The palaeontological history of Typhlomys in Vietnam has been largely unknown until recently, but this year a fossil of Typhlomys stegodontis sp. nov. was described, based on a maxillary fragment and isolated teeth from the Middle Pleistocene Tham Hai cave locality in northern Vietnam (Lang Son Province, about 200 km NE from Ta Xua). This first finding of the fossil Platacanthomyidae in Vietnam fills the Middle Pleistocene gap in the palaeontological record of the family ( Lopatin 2024). Interestingly, the parafossette M 1 in the holotype of the fossil T. stegodontis is obviously bifurcated, with an anterolingual branch reaching the enamel wall of the tooth. This structure is largely similar to the completely isolated additional fossette region observed in M 1 T. taxuansis , constituting one of its unique features. This similarity, as well as the geographical location of the finding, suggests an evolutionary relationship between these taxa. Unfortunately, the third upper molar of the fossil species has not yet been discovered, but surveys continue.

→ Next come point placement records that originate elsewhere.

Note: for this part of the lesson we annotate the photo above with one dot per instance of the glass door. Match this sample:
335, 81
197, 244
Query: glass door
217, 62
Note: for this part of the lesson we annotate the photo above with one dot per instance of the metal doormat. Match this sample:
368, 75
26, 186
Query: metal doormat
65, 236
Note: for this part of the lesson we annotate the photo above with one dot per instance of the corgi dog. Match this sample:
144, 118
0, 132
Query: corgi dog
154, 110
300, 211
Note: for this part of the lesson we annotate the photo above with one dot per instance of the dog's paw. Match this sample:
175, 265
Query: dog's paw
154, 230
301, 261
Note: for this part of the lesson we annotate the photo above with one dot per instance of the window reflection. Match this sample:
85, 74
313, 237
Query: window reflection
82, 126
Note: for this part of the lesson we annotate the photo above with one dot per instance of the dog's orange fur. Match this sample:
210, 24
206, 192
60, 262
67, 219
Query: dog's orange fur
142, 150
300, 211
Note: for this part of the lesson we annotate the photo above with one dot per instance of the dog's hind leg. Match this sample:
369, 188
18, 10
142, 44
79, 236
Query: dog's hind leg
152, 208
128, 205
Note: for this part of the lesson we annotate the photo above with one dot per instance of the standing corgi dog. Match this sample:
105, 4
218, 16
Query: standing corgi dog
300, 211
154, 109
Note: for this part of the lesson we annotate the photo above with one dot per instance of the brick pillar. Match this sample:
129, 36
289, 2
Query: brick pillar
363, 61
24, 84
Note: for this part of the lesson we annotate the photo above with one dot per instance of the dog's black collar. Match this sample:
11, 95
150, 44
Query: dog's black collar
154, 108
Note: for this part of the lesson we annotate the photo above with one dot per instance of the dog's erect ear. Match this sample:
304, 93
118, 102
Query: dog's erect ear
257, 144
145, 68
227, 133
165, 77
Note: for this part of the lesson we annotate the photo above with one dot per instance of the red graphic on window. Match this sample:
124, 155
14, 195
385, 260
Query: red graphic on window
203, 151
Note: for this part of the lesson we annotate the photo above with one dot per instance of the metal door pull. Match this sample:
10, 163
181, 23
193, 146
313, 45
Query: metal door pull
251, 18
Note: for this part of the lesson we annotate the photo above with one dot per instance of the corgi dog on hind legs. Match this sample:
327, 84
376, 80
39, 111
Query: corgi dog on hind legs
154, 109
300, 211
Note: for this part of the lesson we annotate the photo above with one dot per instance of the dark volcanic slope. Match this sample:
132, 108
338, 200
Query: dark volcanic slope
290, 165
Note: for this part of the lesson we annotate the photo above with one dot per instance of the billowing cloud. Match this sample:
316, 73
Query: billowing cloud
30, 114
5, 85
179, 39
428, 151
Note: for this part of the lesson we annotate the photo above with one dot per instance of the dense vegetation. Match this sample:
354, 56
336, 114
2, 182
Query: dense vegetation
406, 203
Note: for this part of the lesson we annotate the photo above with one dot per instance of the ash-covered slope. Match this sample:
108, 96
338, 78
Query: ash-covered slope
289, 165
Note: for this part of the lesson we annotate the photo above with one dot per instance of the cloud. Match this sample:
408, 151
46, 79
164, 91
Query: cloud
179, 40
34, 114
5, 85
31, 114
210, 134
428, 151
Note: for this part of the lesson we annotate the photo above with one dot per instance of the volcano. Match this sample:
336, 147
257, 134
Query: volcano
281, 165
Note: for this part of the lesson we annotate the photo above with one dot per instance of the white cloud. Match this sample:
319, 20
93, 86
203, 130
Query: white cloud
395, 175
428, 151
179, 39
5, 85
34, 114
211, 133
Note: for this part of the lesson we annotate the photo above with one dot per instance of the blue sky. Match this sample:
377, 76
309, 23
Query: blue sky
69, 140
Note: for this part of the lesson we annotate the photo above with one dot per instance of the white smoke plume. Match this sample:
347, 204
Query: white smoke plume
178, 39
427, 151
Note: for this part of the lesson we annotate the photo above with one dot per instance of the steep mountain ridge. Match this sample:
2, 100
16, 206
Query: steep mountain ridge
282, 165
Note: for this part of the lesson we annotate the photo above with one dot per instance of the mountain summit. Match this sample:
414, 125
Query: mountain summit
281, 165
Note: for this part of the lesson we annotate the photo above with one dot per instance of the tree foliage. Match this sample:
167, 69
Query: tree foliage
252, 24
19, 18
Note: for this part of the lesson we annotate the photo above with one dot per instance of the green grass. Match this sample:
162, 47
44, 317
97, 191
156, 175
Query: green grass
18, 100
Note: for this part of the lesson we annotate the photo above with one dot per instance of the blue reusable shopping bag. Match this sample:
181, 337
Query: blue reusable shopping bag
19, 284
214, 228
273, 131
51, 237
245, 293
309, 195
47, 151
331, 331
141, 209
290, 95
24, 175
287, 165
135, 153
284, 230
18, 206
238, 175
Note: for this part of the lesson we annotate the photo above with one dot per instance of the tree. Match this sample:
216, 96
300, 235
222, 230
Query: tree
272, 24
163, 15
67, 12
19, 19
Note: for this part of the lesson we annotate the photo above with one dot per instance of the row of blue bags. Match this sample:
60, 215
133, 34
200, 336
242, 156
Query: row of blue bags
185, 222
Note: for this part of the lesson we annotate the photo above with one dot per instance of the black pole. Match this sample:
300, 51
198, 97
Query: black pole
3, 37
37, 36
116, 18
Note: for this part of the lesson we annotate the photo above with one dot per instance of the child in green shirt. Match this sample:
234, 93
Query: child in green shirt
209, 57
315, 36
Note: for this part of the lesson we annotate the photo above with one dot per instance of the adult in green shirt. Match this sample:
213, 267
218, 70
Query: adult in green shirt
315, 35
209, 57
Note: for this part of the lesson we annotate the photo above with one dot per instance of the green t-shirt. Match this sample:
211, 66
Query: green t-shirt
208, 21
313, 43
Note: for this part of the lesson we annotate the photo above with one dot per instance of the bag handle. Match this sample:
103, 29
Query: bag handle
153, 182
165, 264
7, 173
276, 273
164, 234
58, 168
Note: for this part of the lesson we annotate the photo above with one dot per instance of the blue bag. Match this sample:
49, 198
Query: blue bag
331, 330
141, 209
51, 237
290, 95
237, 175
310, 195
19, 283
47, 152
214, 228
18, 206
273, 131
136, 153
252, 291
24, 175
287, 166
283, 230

The distribution of the different Typhlomys species demonstrates a distinct geographic pattern, which could be partly due to the complex topography and low dispersal ability of many animals ( Fu and Zeng 2008, Zhou et al. 2012, Cheng et al. 2017, Hinckley et al. 2020). On the other hand, in Yunnan, scattered mountain ranges with elevations over 3000 m., such as the Wuyi and Huangshan Mountains, form patches of “ sky islands ” favoured allopatry in isolated areas ( McCormack et al. 2009). It should be noted that, taking into account new data, these islands of high-mountain habitats are occupied by representatives of the chapensis group and the cinereus group, which are mainly distributed in the east and often occupy lower-lying habitats. In addition, mountains provide a wide altitudinal range that helps buffer climate changes and has provided initially continuously suitable habitats for Typhlomys since the early Late Miocene ( Wu et al. 2013, He et al. 2019). This may indicate that, during the Late Miocene, when the most rapid speciation within the genus Typhlomys occurred, this taxon may have been a less pronounced montane group. Some of the originally temperate montane populations could have been locked within a lower montane region and were forced to adapt to an increasingly high-altitude climate as the mountains rose and montane vegetation belts moved in the Pleistocene. This may explain the proximity of ranges with true allopatry of T. nanus , T. cheapens , T. taxuansis and several as yet undescribed species and forms in the mountains of Yunnan and northern Vietnam. Lately, the complex topography of Yunnan mountains may facilitate allopatric speciation by physical isolation, eventually resulting in a series of endemic species with narrow isolated areas. Up till now, there are still a number of populations without genetic attribution from many regions ( Pu et al. 2022). Thus, the number of species of the genus Typhlomys in China and Vietnam still requires further profound biodiversity surveys, taxonomic and phylogenetic studies, which may result in many interesting findings.